Solution:

Given matrix, $A=\begin{bmatrix} 7 \ \ 1\\-1\ 1\end{bmatrix}$

First we find characteristic polynomial, $p(t)=\begin{vmatrix} A-tI\end{vmatrix}$

$=\begin{vmatrix} 7-t \ \ \ \ 1\\-1\ \ \ 1-t\end{vmatrix}$

$=(7-t)(1-t)-1(-1) \\ =7-t-7t+t^2+1 \\ =t^2-8t+8$

Now, applying Cayley hamilton theorem,

$O=p(A)=A^2-8A+8I$

where $O$ is zero matrix and $I$ is identity matrix of order 2.

So, $A^2-8A=-8I$

$\Rightarrow-\dfrac18A^2+A=I$

$\Rightarrow A(-\dfrac18A+I)=I$ ...(i)

Similarly, we can write this as: $(-\dfrac18A+I)A=I$ ...(ii)

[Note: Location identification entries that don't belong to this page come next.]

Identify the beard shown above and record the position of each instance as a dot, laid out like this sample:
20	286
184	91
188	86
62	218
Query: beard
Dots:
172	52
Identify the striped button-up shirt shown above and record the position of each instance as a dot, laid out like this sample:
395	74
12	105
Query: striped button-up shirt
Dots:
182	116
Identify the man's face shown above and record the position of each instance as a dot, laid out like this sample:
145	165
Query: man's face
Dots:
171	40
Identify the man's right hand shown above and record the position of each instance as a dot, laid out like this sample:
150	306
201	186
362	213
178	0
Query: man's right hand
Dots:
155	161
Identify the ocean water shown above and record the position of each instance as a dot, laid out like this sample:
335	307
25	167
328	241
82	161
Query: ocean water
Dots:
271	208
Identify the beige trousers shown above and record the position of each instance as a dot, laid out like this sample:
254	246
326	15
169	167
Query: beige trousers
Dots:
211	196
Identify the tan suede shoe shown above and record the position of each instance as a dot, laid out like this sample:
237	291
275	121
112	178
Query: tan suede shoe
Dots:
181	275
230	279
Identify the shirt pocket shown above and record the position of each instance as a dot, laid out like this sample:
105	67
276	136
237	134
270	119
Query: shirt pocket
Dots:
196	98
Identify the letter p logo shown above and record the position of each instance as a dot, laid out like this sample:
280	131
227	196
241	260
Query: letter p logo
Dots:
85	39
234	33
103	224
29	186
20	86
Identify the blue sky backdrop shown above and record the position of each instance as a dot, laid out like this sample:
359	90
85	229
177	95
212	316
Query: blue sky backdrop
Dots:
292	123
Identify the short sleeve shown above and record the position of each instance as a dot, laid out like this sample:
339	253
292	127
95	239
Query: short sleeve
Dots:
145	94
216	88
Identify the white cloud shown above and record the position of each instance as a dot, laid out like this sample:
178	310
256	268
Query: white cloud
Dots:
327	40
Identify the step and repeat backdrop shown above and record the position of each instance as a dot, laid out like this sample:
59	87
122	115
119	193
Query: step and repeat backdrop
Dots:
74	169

Thus, from (i) and (ii), matrix $(-\dfrac18A+I)$ is the inverse of matrix $A$ .

$\therefore A^{-1}=(-\dfrac18A+I)$

$=-\frac18\begin{bmatrix} 7 \ \ 1\\-1\ 1\end{bmatrix}+\begin{bmatrix} 1 \ \ 0\\0\ 1\end{bmatrix}$

$=\begin{bmatrix} -\frac78 \ \ -\frac18\\\frac18\ -\frac18\end{bmatrix}+\begin{bmatrix} 1 \ \ 0\\0\ 1\end{bmatrix}$

$=\begin{bmatrix} \frac18 \frac{-1}8\\\frac18\ \frac78\end{bmatrix}$

This is required answer.